The most significant innovation to hit the residential real estate in decades occurred in 2012. A first single family REIT (real estate investment trust) went public. For the first time in history, everyday people can own shares of the American Housing Market, $20 at a time. Not since the creation of the 30-year fixed mortgage did so much capital flow into the single family market as will flow into it in the next 10 years, via single family REITs.
It can be said that all innovation begins with something that is missing. Something that should exist in the world but doesn’t. Then some people recognize that void and fill it. Single Family REITs (“SFRs”) are just such an innovation. Silver Bay Realty Trust broke the seal last year and many more will follow.
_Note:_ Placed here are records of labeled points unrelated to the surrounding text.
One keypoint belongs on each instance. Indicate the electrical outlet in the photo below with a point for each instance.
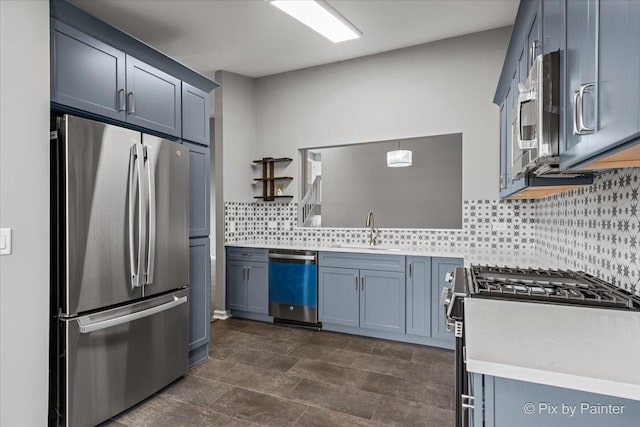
(5, 241)
(499, 226)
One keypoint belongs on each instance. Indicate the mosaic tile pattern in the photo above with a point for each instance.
(278, 221)
(595, 229)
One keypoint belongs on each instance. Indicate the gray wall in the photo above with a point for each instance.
(236, 112)
(437, 88)
(428, 194)
(24, 207)
(212, 183)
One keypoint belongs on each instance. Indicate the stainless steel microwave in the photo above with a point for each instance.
(536, 119)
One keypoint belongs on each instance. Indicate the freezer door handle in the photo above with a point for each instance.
(86, 328)
(151, 177)
(135, 262)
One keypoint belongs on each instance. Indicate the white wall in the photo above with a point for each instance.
(24, 207)
(437, 88)
(212, 183)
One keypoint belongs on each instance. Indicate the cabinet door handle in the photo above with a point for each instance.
(584, 130)
(121, 101)
(132, 102)
(532, 51)
(579, 127)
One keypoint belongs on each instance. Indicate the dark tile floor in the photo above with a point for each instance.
(268, 375)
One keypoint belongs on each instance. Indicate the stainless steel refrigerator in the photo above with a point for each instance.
(120, 268)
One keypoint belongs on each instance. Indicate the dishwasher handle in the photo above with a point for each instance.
(293, 257)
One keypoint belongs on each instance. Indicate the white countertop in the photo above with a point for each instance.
(503, 257)
(590, 349)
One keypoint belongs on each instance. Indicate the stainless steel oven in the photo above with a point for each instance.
(485, 283)
(536, 118)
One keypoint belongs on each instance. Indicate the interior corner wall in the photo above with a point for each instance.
(212, 183)
(236, 114)
(24, 207)
(436, 88)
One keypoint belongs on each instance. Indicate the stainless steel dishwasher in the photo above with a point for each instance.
(293, 285)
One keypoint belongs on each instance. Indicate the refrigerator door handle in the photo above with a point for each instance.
(86, 328)
(132, 216)
(136, 264)
(151, 177)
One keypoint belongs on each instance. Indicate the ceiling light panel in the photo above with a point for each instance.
(321, 17)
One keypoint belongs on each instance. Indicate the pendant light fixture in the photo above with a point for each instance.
(399, 158)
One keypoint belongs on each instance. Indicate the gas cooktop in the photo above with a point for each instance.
(555, 286)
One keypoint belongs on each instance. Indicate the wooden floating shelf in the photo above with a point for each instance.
(272, 197)
(273, 159)
(276, 178)
(268, 178)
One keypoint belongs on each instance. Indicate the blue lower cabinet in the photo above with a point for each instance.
(248, 283)
(199, 299)
(384, 296)
(258, 287)
(509, 403)
(236, 285)
(382, 301)
(338, 290)
(418, 296)
(439, 269)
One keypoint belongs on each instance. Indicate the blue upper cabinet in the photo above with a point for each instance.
(599, 44)
(195, 114)
(199, 197)
(86, 74)
(602, 87)
(580, 84)
(154, 98)
(97, 71)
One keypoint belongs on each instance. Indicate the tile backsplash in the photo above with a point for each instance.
(278, 221)
(595, 229)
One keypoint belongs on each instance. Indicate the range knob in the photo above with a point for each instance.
(445, 297)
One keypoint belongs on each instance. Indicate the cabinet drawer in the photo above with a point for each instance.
(247, 254)
(362, 261)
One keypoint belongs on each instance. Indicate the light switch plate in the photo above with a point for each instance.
(5, 241)
(499, 226)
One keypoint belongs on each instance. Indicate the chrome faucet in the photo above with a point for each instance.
(373, 234)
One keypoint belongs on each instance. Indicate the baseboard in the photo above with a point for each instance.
(221, 314)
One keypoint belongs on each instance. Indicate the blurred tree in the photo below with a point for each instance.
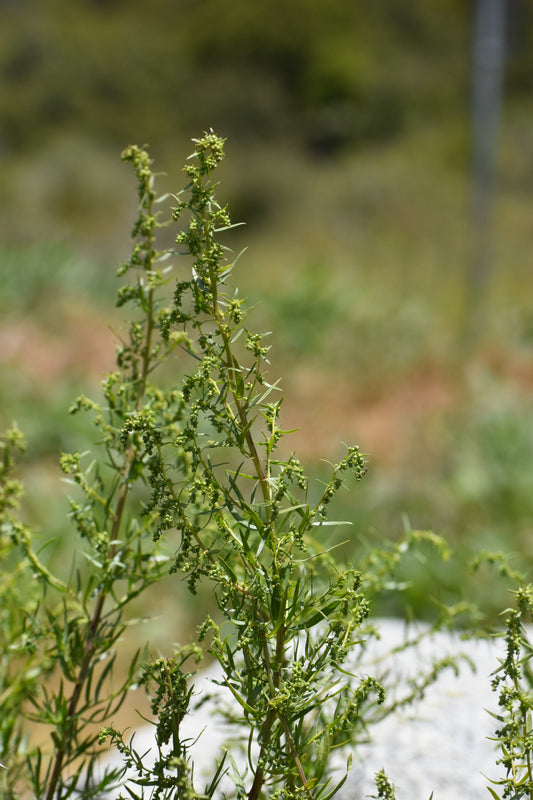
(328, 73)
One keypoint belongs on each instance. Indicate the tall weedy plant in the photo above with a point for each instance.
(193, 468)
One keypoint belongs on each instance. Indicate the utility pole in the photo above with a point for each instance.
(487, 89)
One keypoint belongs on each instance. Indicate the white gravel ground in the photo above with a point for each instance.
(438, 745)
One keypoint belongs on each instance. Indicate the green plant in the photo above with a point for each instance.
(513, 681)
(190, 476)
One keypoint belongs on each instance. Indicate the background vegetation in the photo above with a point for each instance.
(348, 128)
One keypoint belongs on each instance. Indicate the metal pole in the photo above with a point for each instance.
(487, 88)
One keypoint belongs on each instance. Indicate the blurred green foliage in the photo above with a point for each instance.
(326, 73)
(347, 126)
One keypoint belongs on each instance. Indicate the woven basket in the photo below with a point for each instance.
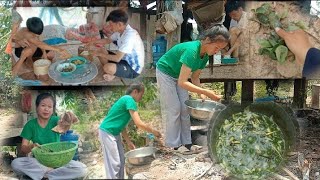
(41, 66)
(56, 154)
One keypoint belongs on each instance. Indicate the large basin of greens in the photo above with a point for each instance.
(250, 142)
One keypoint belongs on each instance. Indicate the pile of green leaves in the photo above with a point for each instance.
(250, 145)
(274, 46)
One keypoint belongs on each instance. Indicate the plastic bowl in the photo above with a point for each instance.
(229, 60)
(66, 68)
(55, 154)
(203, 110)
(78, 61)
(140, 156)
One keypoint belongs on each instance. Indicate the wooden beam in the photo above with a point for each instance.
(143, 25)
(299, 93)
(247, 91)
(315, 96)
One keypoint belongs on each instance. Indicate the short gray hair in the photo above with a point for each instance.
(216, 33)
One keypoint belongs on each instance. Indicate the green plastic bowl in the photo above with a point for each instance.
(61, 68)
(229, 60)
(78, 61)
(55, 154)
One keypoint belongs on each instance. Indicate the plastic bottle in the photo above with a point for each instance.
(69, 136)
(159, 47)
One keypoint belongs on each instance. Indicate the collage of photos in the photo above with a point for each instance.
(143, 89)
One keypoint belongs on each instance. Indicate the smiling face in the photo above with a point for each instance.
(45, 109)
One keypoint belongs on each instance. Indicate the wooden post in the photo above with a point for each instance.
(247, 91)
(315, 96)
(299, 93)
(174, 37)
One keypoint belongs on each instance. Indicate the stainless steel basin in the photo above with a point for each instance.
(140, 156)
(204, 110)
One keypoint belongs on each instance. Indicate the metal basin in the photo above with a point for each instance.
(204, 110)
(140, 156)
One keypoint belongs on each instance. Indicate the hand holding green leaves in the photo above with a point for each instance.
(297, 41)
(274, 46)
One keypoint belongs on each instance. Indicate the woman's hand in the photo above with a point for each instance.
(297, 41)
(210, 94)
(131, 146)
(23, 43)
(100, 52)
(156, 133)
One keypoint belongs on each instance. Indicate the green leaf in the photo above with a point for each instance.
(261, 10)
(264, 43)
(301, 25)
(267, 6)
(263, 19)
(273, 41)
(274, 20)
(292, 27)
(281, 53)
(283, 14)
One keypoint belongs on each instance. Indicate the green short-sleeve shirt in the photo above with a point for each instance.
(119, 116)
(32, 131)
(187, 53)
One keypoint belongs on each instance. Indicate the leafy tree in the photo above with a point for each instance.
(9, 90)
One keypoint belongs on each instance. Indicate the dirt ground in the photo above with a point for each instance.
(173, 165)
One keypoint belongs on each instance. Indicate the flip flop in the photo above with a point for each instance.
(195, 149)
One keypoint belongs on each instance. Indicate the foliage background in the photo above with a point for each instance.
(9, 90)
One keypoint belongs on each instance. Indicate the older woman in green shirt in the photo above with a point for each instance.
(115, 123)
(173, 70)
(38, 131)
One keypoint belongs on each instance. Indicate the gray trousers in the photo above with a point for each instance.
(31, 167)
(113, 154)
(174, 111)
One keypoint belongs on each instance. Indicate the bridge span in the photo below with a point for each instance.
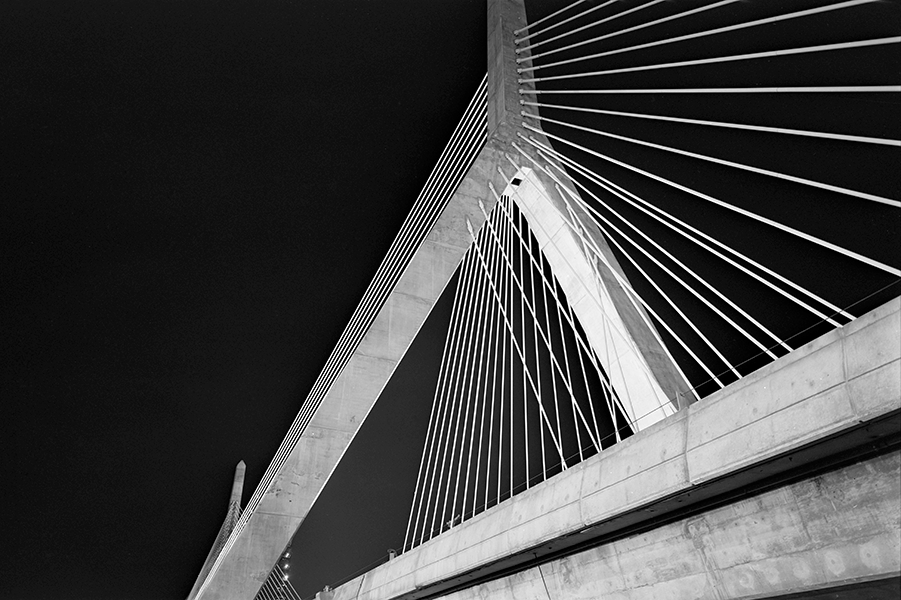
(670, 401)
(786, 481)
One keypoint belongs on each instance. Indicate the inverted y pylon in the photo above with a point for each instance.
(310, 454)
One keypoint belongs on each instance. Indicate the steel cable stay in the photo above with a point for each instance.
(579, 337)
(544, 335)
(564, 21)
(791, 230)
(634, 297)
(745, 127)
(683, 228)
(576, 198)
(596, 23)
(507, 296)
(547, 17)
(619, 32)
(723, 59)
(720, 161)
(821, 89)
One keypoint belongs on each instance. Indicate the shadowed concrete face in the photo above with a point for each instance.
(835, 396)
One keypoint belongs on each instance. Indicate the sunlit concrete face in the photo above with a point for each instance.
(643, 399)
(832, 529)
The implications could be incredible, including adding a new dimension to the concept of homeownership. Follow me on this.
When millions of people can invest $100 a week in the single family housing market through their retirement accounts and financial planners, a permanent wave of capital will flow into US housing. As a result, a trillion dollars will be allocated, one retirement account at a time, from mutual funds and commercial REITs into SFRs.
These REITs and their shareholders are a new class of homeowner.
Consider this scenario — a family rents a great house they love on a street they love, amongst neighbors they are fond of in a school district they are committed to. They settle in and stay there a long time. But, like everyone in America, they have a hankering to be homeowners. So what if they get their homeownership fix from buying shares in the REIT that owns the house they live in?
Are they homeowners? I say yes!
I believe that family will have pride in ownership. They will respect the home and take care of it. They will allow themselves to put down roots and stay for a long time. They will not be “throwing money away” as many proponents of traditional homeownership would put it. They will pay their lease, let the REIT cover the repairs and maintenance costs, and stow money into the portfolio one share at a time.
Some have expressed concern over how this level of institutional attention could negatively impact the housing market, and they are right to be concerned. If recent history is any guide, institutions running amuck in the housing market only produce bad outcomes for everyone involved. They trample on the proverbial garden, and then move on to trample on another when their hungers are satisfied.
I personally share this concern over the breed of investors who approach single family investing as a trade instead of as a business. Traders buy low and sell high. They sometimes ignore fundaments and are seduced by opportunities that, due to timing and circumstance, offer deep perceived discounts. Then they wait for timing and circumstance to change in their favor, and sell.
One more concern that warrants a response – “investors are driving prices up on first time buyers and making homeownership harder for them to achieve.”
True, competition for houses will drive prices up, but I believe that’s the way we want it. Gradually escalating home values are normal, so long as population continues to gradually escalate. It’s when home prices go down that all hell breaks loose.
Single Family REITs provide a path to homeownership to everyone with a minimum down payment of one share. In this way, it is lowering the barrier to homeownership — to $20.